The government can give go-ahead to foreign direct investments in the sectors, said Abrar A Anwar, CEO of Standard Chartered Bangladesh. The government should also find out the reasons why the foreign funds are not coming to the sectors despite having huge potential, Anwar said.
He spoke at a programme on export diversification, organised by the Policy Research Institute at its office in Dhaka.
As for example, Indonesia and Malaysia have received a lot of FDI in the sectors as many have already relocated their business from China to the two countries because of high cost of production, he said.
The cost of production did not decrease in Bangladesh although the local currency appreciated against the US dollar, said Nihad Kabir, president of the Metropolitan Chamber of Commerce and Industry.
She marked the inefficiency of the Chittagong port as one of the major causes responsible for the high cost of production.
Businessmen have to rely on expensive air shipments due to the poor performance of the country's premier sea port, Nihad said.
She suggested introducing an efficient management for the currency exchange system. Zahid Hussain, lead economist of the World Bank in Dhaka, suggested the local currency should be devalued.
The local industry should be protected through reducing the para-tariff regime, Hussain said.
Such kind of para-tariff regime reflects a negative impact on foreign investment in the country, he said.
The depreciation of the taka against the dollar will create a price pressure on consumer goods, which account for 13 percent of the country's total import value, said Ahmed Jamal, executive director of Bangladesh Bank.
As a result, the inflation on food items will go up, he said. Moreover, the central bank cannot fix the exchange rate anymore as the rate is determined by the market force, he said.

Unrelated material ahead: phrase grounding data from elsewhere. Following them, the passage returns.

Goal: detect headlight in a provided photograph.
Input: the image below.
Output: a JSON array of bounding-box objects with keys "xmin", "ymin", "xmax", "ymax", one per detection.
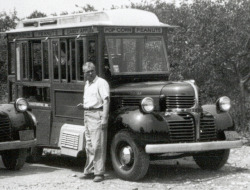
[
  {"xmin": 15, "ymin": 98, "xmax": 29, "ymax": 112},
  {"xmin": 216, "ymin": 96, "xmax": 231, "ymax": 112},
  {"xmin": 141, "ymin": 97, "xmax": 154, "ymax": 113}
]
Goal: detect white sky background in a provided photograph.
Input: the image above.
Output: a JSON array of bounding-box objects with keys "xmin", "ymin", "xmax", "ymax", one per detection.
[{"xmin": 0, "ymin": 0, "xmax": 178, "ymax": 19}]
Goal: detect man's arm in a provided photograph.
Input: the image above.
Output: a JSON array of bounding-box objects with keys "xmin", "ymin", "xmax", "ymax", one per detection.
[{"xmin": 101, "ymin": 97, "xmax": 110, "ymax": 129}]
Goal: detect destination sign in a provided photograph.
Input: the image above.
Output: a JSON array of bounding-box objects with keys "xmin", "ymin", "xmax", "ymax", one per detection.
[
  {"xmin": 135, "ymin": 27, "xmax": 162, "ymax": 33},
  {"xmin": 64, "ymin": 27, "xmax": 94, "ymax": 35},
  {"xmin": 104, "ymin": 27, "xmax": 133, "ymax": 33},
  {"xmin": 34, "ymin": 30, "xmax": 63, "ymax": 37},
  {"xmin": 8, "ymin": 32, "xmax": 33, "ymax": 40}
]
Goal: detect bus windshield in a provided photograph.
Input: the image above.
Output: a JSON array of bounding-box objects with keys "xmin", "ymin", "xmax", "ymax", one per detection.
[{"xmin": 105, "ymin": 36, "xmax": 169, "ymax": 75}]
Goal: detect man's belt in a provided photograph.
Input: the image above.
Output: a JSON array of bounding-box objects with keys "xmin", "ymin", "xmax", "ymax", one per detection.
[{"xmin": 84, "ymin": 106, "xmax": 103, "ymax": 111}]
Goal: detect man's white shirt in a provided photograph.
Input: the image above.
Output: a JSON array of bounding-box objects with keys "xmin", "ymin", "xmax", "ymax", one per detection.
[{"xmin": 83, "ymin": 76, "xmax": 110, "ymax": 109}]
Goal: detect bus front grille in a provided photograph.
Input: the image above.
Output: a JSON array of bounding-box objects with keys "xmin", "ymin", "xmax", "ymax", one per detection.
[
  {"xmin": 0, "ymin": 113, "xmax": 12, "ymax": 142},
  {"xmin": 121, "ymin": 98, "xmax": 141, "ymax": 107},
  {"xmin": 166, "ymin": 96, "xmax": 195, "ymax": 109},
  {"xmin": 200, "ymin": 115, "xmax": 217, "ymax": 141},
  {"xmin": 60, "ymin": 132, "xmax": 80, "ymax": 150},
  {"xmin": 168, "ymin": 114, "xmax": 195, "ymax": 142}
]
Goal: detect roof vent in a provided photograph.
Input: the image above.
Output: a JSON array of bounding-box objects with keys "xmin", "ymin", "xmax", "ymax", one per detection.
[
  {"xmin": 40, "ymin": 20, "xmax": 57, "ymax": 26},
  {"xmin": 23, "ymin": 22, "xmax": 38, "ymax": 27}
]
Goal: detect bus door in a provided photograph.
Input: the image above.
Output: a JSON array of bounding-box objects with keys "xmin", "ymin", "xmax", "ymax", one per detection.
[
  {"xmin": 50, "ymin": 36, "xmax": 98, "ymax": 146},
  {"xmin": 14, "ymin": 39, "xmax": 52, "ymax": 146}
]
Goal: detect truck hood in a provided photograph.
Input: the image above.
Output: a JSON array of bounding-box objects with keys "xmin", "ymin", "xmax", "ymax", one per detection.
[{"xmin": 111, "ymin": 81, "xmax": 195, "ymax": 97}]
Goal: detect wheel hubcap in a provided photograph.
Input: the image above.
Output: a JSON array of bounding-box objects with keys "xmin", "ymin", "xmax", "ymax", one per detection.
[{"xmin": 119, "ymin": 146, "xmax": 133, "ymax": 166}]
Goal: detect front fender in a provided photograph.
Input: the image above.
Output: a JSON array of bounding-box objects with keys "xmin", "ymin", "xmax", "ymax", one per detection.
[
  {"xmin": 110, "ymin": 107, "xmax": 168, "ymax": 133},
  {"xmin": 202, "ymin": 104, "xmax": 234, "ymax": 130},
  {"xmin": 0, "ymin": 104, "xmax": 36, "ymax": 131}
]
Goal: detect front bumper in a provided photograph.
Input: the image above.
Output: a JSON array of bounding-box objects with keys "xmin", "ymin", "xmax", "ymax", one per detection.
[
  {"xmin": 145, "ymin": 140, "xmax": 244, "ymax": 154},
  {"xmin": 0, "ymin": 139, "xmax": 37, "ymax": 151}
]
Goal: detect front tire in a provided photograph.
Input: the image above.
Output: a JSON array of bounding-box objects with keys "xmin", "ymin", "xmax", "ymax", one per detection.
[
  {"xmin": 193, "ymin": 149, "xmax": 230, "ymax": 170},
  {"xmin": 26, "ymin": 147, "xmax": 43, "ymax": 163},
  {"xmin": 111, "ymin": 130, "xmax": 150, "ymax": 181},
  {"xmin": 1, "ymin": 149, "xmax": 27, "ymax": 170}
]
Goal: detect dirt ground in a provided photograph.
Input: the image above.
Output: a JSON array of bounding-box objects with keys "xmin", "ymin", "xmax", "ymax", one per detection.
[{"xmin": 0, "ymin": 145, "xmax": 249, "ymax": 190}]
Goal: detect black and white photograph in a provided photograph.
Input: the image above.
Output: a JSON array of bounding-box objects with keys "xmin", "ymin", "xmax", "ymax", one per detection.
[{"xmin": 0, "ymin": 0, "xmax": 249, "ymax": 189}]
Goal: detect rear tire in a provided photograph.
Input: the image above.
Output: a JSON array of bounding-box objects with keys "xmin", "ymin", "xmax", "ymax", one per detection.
[
  {"xmin": 193, "ymin": 149, "xmax": 230, "ymax": 170},
  {"xmin": 2, "ymin": 149, "xmax": 27, "ymax": 170},
  {"xmin": 111, "ymin": 130, "xmax": 150, "ymax": 181}
]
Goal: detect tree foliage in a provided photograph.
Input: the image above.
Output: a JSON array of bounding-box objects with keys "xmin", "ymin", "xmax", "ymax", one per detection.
[
  {"xmin": 129, "ymin": 0, "xmax": 250, "ymax": 130},
  {"xmin": 0, "ymin": 10, "xmax": 18, "ymax": 101},
  {"xmin": 27, "ymin": 10, "xmax": 47, "ymax": 19},
  {"xmin": 0, "ymin": 10, "xmax": 18, "ymax": 32},
  {"xmin": 75, "ymin": 4, "xmax": 97, "ymax": 12}
]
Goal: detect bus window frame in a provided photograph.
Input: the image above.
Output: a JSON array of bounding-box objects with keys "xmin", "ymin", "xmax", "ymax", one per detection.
[
  {"xmin": 15, "ymin": 40, "xmax": 30, "ymax": 81},
  {"xmin": 15, "ymin": 42, "xmax": 21, "ymax": 81}
]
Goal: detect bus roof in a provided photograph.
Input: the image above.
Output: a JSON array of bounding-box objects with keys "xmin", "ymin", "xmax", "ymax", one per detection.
[{"xmin": 7, "ymin": 9, "xmax": 175, "ymax": 33}]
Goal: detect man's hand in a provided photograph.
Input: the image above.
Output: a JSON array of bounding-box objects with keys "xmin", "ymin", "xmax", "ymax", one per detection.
[
  {"xmin": 101, "ymin": 123, "xmax": 108, "ymax": 129},
  {"xmin": 101, "ymin": 117, "xmax": 108, "ymax": 129}
]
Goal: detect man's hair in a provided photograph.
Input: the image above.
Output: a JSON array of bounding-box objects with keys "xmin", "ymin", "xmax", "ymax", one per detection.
[{"xmin": 82, "ymin": 62, "xmax": 95, "ymax": 72}]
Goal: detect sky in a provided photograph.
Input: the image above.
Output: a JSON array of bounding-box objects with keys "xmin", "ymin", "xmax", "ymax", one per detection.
[{"xmin": 0, "ymin": 0, "xmax": 177, "ymax": 19}]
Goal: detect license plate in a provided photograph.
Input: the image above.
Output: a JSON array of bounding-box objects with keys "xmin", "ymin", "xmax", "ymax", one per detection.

But, sometimes the central bank intervenes by selling and buying dollars from the local market to avoid the market become volatile, he said.
Saiful Islam, president of Leather-goods and Footwear Manufacturers and Exporters Association of Bangladesh, urged the business-people to be innovative in product diversification and market diversification on export.
Siddiqur Rahman, president of Bangladesh Garment Manufacturers and Exporters Association, said businesses are refraining from making fresh investments due to inadequate supply of gas and power in the sector.
Rahman suggested two or three economic zones should immediately be developed for the garment sector to attract more investment.
Sadiq Ahmed, vice chairman of the PRI, suggested allowing bonded warehouse facility and back-to-back letter of credit for all export sectors like the garment sector.
Commerce Minister Tofail Ahmed urged the businessmen to export products to some new markets like Japan, China, India, New Zealand, Chile and South Africa.
Kazi M Aminul Islam, executive chairman of Bangladesh Investment Development Authority, also spoke.